Antipsychotics associated with much wider harms in dementia patients than thought

Use of antipsychotic medications in patients with dementia is linked with a much wider range of serious harms than previously thought, say UK researchers.

Although there have been safety warnings on use of the antipsychotics from regulators about increased risk of stroke and death, a large study has now found increased risks for pneumonia, venous thromboembolism, heart attack, heart failure, fracture, and acute kidney injury.

Reporting the findings in the BMJ, researchers from the University of Manchester said it underscores the need for increased caution when prescribing.

The study compared linked primary care, hospital, and mortality data for 173,901 patients with dementia of whom 35,339 had been prescribed an antipsychotic on or after the date of their dementia diagnosis.

Risperidone, quetiapine, haloperidol, and olanzapine accounted for almost 80% of all prescriptions.

The analysis showed that antipsychotic use was associated with increased risks for all outcomes looked at with the exception of ventricular arrhythmia.

Over the first six months of treatment, it was estimated that antipsychotic use was linked with one additional case of pneumonia for every nine patients treated, and one additional heart attack for every 167 patients treated.

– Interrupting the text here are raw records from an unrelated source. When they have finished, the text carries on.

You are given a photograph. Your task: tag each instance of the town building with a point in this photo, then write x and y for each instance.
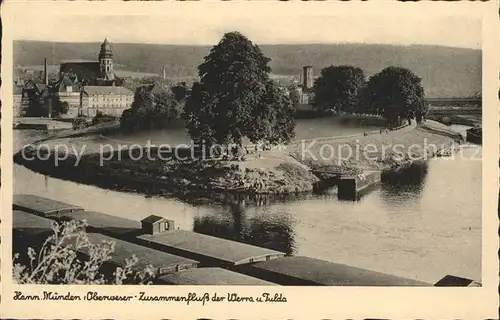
(84, 86)
(304, 91)
(109, 100)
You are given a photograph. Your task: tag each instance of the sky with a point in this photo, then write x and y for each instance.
(264, 28)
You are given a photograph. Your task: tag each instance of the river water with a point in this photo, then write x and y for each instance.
(423, 229)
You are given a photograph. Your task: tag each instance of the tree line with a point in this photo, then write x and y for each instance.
(235, 98)
(395, 93)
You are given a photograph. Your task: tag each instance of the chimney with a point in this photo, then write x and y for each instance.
(46, 74)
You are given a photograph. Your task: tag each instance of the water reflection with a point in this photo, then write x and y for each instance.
(270, 230)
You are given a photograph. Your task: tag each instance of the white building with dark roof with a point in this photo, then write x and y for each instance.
(109, 100)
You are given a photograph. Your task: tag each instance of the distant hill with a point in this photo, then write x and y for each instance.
(446, 71)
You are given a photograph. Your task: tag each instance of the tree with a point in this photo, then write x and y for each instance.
(338, 87)
(235, 98)
(59, 107)
(395, 93)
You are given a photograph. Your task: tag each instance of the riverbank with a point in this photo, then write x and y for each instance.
(289, 170)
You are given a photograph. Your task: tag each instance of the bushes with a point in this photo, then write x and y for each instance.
(56, 263)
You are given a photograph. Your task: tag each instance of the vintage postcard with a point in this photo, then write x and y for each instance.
(254, 160)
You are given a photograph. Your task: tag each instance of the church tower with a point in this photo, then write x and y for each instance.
(106, 61)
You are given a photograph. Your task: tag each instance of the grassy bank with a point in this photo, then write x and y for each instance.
(275, 172)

After two years, the figures were one additional case of pneumonia for every 15 patients treated, and one extra heart attack for every 254 patients treated.

For almost all outcomes, risks were highest during the first week of antipsychotic treatment, and this was particularly true for pneumonia, they reported.

Study author Professor Darren Ashcroft, director of the National Institute for Health Research (NIHR) Greater Manchester Patient Safety Translational Research Centre, said in recent years, it had become clear that more people with dementia were being prescribed antipsychotic drugs, despite existing regulatory safety warnings.

‘It is important that any potential benefits of antipsychotic treatment are weighed carefully against the risk of serious harm, and treatment plans need to be regularly reviewed in all health and care settings.’

Co-investigator Professor Tony Avery, professor of primary health care at the University of Nottingham and also the national clinical director for prescribing said for many years there had been safety concerns about the use of antipsychotics for dementia with increased risk of stroke and death being reported.

‘Our study shows that the use of antipsychotics in this group of patients is also associated with other harms including pneumonia, venous thromboembolism, myocardial infarction, heart failure, fracture, and acute kidney injury.

‘This means that it is even more important to take account of risk of harm when considering prescribing these medicines, and to use alternative approaches wherever possible.’

Professor Charles Marshall, professor of clinical neurology at Queen Mary University of London, said the study findings should prompt renewed efforts to reduce the prescribing of antipsychotics to people living with dementia.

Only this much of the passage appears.